À l'automne dernier, après huit ans de pouvoir des nationalistes polonais, un gouvernement pro-européen a été élu. Mais les espoirs suscités par ce changement ne sont pas encore au rendez-vous.
Article rédigé par Frédéric Says
Radio France
Publié
Temps de lecture : 3 min
Le Premier ministre polonais, Donald Tusk, le 8 juillet 2024. (SERGEI GAPON / AFP)

Un intense soupir de soulagement avait accueilli il y a quelques mois le changement de pouvoir en Pologne. Dans les capitales européennes, et d'abord à Paris, on avait célébré la défaite des ultraconservateurs polonais, eurosceptiques et nationalistes, le parti PIS, qui régnait sur Varsovie depuis huit ans. À la place, un nouveau Premier ministre pro-européen, Donald Tusk, étiqueté au centre-droit.

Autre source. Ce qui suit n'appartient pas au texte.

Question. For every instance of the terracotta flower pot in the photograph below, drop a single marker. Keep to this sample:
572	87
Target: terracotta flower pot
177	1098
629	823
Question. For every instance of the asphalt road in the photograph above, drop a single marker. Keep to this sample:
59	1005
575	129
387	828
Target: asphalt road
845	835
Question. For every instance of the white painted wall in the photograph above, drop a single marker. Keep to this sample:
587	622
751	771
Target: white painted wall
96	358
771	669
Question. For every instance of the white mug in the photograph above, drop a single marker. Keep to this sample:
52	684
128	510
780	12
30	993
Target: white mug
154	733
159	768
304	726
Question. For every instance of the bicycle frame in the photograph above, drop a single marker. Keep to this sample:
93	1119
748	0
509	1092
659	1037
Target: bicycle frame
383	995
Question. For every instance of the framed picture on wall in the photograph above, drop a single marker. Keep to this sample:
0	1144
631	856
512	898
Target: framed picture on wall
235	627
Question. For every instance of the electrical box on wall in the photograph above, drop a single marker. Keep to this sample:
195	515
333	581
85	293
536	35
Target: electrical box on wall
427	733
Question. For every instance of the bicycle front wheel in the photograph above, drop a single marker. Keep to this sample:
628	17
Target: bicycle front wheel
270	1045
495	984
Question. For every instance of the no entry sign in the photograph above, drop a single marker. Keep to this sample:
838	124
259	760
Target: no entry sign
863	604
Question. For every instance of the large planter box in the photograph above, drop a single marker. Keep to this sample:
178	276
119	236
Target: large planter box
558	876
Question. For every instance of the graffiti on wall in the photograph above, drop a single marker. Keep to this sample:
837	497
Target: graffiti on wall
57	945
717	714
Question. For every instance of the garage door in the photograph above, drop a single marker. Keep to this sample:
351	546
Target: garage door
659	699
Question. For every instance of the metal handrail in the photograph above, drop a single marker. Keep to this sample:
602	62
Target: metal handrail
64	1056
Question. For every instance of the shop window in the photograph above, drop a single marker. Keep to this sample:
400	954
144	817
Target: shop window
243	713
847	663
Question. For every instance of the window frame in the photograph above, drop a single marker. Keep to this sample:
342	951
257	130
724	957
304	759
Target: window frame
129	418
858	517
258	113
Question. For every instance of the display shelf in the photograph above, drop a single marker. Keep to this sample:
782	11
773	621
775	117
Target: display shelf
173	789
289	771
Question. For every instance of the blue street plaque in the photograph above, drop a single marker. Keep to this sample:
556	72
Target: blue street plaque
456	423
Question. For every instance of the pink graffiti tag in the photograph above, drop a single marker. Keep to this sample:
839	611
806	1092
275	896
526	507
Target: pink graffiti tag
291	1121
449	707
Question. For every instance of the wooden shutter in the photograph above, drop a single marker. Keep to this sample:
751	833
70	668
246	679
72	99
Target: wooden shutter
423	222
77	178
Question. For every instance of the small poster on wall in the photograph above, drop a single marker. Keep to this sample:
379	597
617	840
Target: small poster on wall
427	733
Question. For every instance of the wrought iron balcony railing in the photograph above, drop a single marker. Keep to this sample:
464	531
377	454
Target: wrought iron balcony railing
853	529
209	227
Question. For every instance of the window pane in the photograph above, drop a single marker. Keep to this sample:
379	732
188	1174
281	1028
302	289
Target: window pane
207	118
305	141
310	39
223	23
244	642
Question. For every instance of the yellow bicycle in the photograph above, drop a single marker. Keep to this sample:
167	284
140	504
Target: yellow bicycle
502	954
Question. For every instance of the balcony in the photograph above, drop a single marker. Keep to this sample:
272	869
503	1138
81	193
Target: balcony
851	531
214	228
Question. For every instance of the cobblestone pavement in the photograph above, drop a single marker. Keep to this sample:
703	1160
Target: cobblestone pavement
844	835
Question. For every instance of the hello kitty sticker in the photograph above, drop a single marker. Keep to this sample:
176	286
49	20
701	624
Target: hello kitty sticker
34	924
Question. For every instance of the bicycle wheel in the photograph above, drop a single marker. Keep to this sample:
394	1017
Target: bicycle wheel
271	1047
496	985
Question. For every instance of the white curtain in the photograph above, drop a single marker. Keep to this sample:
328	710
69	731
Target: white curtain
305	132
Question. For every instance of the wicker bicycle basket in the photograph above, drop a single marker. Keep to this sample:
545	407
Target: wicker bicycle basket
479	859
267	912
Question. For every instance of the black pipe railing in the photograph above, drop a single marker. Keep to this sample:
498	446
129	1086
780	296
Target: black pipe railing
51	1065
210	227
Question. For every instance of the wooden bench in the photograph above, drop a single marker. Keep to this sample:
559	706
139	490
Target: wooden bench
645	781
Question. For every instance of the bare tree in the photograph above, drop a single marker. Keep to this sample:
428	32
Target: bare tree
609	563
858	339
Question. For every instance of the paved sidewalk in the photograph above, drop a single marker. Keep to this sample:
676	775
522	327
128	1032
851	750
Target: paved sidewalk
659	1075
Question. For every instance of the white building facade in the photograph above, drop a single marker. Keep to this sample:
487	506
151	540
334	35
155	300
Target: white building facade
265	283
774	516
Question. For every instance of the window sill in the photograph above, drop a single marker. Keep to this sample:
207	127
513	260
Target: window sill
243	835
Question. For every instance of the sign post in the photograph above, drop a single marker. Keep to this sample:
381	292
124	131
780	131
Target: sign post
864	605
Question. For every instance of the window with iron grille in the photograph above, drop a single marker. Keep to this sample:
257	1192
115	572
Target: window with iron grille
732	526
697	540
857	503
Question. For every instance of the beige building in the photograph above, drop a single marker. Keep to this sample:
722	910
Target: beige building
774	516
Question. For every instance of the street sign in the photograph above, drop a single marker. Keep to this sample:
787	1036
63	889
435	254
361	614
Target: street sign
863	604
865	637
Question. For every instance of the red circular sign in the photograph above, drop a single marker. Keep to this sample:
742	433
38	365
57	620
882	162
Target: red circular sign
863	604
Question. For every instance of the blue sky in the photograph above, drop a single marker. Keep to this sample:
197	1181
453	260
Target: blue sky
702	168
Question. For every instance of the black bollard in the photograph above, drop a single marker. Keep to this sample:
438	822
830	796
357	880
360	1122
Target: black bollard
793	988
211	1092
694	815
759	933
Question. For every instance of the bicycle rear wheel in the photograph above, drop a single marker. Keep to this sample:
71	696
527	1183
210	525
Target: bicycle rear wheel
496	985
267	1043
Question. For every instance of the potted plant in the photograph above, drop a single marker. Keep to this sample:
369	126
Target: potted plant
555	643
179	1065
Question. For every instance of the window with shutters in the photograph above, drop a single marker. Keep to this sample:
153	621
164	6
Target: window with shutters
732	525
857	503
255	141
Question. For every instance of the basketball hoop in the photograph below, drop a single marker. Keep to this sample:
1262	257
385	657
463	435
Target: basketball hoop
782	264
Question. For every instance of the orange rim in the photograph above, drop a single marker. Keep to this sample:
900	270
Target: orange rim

"La Pologne est de retour" avait même tweeté Valérie Hayer, la cheffe de file des élus macronistes au Parlement européen, qui se réjouissait de cette victoire, "pour les droits des femmes, pour le progrès et pour l'état de droit".

Une joie à vrai dire partagée par quasi tous les gouvernements du continent. Ils voulaient voir le signe, dans cette élection polonaise, que la montée de la droite dure n'était pas inéluctable, malgré les succès électoraux de l'italienne Giorgia Meloni et du hongrois Viktor Orban.

Des décisions qui inquiètent

Mais tout ne se passe pas comme prévu en Pologne. Sans doute les diplomates européens, tout à leur soulagement, ont-ils pris leurs désirs pour des réalités. La Pologne a certes changé de majorité politique, elle critique moins souvent et moins fortement Bruxelles mais une série de décisions récentes interrogent. Le Parlement polonais vient d'autoriser les policiers à tirer à balles réelles à la frontière pour dissuader les migrants d'entrer sur le territoire, une loi adoptée à la quasi-unanimité. La Pologne accuse la Biélorussie, pays voisin, allié de Moscou, de favoriser l'arrivée de migrants irréguliers, une stratégie de déstabilisation, selon elle. L'ONG Amnesty international s'inquiète de cette nouvelle loi qui risque "d'affaiblir l'état de droit".

Autre exemple, sur le droit des femmes. L'avortement est quasi-interdit, et ceux qui aident à l'IVG risquent trois ans de prison. Les députés ont refusé de modifier la loi, à une courte majorité en fin de semaine dernière. La coalition du Premier ministre Donald Tusk est divisée sur ce sujet, très sensible, dans une Pologne largement religieuse. Il est donc peu probable que le droit à l'IVG progresse à court terme, loin des espoirs européens.

Et les capitales européennes restent bien silencieuses. D'une part parce que la Pologne est un État-clé dans le contexte de la guerre en Ukraine. C'est le pays qui dépense le plus pour son armement, en proportion de sa richesse nationale. Un allié solide. Ensuite, c'est une nation puissante dans les instances européennes, la 5e en nombre de députés au Parlement de Strasbourg, juste après l'Allemagne, la France, l'Italie et l'Espagne. Les Polonais sont très influents au sein du premier groupe politique, celui de la droite européenne, là aussi des alliés à ne pas froisser.